Cela me fait penser aux formations à la négociation commerciale ou à la prise de parole en public. Les formations en informatique pratiquent aussi cette pédagogie... le sport et la musique également.
Dans ces domaines, le formateur n'est pas la vedette, mais un véritable entraîneur qui met en valeur ses stagiaires et les aide à faire face aux situations, à trouver les mots justes et le bon ton.
Avez-vous participé à ce type de formation ? Qu'avez-vous pensé de cette approche ?

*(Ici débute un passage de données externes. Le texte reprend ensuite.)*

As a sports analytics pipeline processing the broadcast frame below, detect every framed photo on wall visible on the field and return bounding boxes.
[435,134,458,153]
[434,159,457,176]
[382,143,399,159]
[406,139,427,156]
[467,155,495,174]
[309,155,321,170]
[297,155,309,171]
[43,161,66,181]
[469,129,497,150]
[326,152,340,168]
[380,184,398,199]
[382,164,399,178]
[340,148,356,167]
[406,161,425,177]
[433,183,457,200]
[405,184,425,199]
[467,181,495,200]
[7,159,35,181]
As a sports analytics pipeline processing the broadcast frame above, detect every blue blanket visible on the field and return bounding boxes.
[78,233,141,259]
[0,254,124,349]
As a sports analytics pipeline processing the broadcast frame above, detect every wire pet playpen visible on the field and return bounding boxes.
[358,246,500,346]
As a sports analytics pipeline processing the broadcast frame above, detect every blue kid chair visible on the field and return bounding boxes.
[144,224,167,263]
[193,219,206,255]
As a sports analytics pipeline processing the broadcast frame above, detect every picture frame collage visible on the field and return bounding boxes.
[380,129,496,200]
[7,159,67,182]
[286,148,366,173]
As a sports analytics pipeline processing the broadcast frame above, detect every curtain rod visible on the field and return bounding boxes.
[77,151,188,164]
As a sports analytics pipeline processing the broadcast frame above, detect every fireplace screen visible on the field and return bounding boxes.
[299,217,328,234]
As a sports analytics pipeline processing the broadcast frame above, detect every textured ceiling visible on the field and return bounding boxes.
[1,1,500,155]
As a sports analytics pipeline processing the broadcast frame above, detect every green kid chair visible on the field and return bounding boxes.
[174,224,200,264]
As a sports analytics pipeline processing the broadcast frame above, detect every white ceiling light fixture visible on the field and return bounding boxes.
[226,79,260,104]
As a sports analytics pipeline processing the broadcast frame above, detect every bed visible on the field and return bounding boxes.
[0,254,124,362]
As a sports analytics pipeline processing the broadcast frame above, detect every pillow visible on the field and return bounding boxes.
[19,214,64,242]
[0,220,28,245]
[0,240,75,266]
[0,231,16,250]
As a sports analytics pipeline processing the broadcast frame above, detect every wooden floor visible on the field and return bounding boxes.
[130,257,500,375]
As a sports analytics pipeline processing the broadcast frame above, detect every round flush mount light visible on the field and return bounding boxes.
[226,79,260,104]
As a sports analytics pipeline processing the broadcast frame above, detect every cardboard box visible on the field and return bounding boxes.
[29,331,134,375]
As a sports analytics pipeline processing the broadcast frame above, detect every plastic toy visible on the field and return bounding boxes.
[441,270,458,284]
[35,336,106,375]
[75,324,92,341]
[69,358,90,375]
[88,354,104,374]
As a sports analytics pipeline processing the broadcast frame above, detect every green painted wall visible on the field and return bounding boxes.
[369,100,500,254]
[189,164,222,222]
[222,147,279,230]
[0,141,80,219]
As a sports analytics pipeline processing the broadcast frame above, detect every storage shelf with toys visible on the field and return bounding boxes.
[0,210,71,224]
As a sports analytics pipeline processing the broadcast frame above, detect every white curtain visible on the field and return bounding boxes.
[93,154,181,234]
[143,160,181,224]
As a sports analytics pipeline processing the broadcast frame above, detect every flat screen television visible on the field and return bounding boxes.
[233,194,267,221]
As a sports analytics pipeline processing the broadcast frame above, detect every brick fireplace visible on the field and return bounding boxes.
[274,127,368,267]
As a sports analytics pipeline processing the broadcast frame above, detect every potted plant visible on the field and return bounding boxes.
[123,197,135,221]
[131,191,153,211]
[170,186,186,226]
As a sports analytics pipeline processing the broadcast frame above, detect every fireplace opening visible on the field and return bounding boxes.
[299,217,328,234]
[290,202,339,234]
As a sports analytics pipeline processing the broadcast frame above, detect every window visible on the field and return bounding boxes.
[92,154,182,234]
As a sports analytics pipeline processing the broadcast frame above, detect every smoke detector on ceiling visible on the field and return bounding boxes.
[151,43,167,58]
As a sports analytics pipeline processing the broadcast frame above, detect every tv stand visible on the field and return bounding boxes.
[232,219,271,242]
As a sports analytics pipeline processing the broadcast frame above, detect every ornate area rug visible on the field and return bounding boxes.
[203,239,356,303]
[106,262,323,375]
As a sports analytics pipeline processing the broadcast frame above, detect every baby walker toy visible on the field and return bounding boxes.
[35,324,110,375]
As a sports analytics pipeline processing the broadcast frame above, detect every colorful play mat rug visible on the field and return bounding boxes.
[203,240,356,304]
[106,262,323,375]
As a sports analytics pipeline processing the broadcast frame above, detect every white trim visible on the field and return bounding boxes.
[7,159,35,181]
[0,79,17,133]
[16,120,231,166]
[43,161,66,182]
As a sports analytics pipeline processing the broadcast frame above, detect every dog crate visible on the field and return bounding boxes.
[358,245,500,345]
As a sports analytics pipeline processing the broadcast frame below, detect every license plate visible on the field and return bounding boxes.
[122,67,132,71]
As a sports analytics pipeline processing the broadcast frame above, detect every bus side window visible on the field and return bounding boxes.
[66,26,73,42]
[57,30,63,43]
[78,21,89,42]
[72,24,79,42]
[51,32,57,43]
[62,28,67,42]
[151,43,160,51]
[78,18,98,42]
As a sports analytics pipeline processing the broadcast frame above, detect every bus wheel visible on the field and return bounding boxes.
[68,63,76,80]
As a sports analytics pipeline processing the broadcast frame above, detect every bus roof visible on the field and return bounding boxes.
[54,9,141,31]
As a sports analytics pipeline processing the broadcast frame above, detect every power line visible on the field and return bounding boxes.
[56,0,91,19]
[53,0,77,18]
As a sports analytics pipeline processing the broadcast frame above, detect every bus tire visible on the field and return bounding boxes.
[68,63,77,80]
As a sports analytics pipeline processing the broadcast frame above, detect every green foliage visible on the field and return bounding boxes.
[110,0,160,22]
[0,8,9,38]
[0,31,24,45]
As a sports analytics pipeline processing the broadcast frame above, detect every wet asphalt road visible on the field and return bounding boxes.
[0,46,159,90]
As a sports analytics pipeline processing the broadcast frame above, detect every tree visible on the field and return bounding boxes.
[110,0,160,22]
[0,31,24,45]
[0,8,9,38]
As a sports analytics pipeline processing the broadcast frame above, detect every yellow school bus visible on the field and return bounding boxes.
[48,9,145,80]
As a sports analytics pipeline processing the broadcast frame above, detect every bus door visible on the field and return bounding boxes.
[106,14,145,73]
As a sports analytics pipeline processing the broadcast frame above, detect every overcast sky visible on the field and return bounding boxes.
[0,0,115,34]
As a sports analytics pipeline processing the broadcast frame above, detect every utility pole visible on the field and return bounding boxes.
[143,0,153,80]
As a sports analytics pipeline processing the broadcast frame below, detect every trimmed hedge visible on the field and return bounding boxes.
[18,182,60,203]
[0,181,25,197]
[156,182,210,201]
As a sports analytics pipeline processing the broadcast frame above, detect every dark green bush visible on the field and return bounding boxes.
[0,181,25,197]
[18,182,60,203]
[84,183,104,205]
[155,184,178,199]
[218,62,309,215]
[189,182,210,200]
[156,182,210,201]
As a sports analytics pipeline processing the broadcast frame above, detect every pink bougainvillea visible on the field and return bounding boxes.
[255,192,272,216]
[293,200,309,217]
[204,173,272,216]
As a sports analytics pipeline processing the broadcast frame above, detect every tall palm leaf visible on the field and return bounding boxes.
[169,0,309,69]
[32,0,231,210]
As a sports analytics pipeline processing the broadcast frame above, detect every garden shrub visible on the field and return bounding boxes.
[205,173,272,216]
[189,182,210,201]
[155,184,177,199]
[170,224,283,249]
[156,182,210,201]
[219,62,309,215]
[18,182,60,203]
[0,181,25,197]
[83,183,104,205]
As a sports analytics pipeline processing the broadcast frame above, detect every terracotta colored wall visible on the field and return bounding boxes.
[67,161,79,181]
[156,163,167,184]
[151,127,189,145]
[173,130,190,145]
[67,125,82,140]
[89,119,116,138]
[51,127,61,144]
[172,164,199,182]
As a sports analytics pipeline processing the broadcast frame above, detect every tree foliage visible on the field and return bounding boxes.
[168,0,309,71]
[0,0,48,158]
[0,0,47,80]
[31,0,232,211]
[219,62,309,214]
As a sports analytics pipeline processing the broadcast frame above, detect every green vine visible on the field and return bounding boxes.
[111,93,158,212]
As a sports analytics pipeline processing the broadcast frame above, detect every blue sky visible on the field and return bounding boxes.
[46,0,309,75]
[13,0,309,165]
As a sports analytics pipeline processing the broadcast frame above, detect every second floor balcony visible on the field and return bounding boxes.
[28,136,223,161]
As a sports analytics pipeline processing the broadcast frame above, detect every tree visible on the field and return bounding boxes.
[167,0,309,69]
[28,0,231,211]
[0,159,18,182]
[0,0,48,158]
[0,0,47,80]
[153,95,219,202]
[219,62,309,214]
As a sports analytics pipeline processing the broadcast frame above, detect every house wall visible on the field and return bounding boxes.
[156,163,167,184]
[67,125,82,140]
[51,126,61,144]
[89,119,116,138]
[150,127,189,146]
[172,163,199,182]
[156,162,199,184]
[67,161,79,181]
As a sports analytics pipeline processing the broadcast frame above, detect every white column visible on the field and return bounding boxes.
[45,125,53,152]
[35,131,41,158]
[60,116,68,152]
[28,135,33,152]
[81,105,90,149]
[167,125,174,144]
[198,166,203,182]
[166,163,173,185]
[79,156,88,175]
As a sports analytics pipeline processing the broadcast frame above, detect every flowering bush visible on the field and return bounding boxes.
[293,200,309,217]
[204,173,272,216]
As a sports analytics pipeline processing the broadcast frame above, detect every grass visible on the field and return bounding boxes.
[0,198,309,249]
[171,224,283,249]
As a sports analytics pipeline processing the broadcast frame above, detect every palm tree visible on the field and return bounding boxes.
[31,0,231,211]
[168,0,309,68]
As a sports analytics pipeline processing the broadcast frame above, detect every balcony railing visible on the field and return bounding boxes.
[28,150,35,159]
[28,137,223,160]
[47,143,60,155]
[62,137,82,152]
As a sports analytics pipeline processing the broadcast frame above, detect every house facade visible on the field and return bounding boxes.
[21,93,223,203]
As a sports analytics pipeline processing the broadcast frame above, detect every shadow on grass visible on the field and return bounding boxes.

J'avoue pour ma part que les pédagogies avec de nombreux slides où le formateur monopolise la parole font partie du passé. Certes c'est souvent intéressant et les anecdotes riches, mais au final, les stagiaires ne trouvent pas les mots une fois mis en situation. C'est comme un ancien joueur de tennis qui raconte ses exploits mais qui ne fait pas jouer ses stagiaires...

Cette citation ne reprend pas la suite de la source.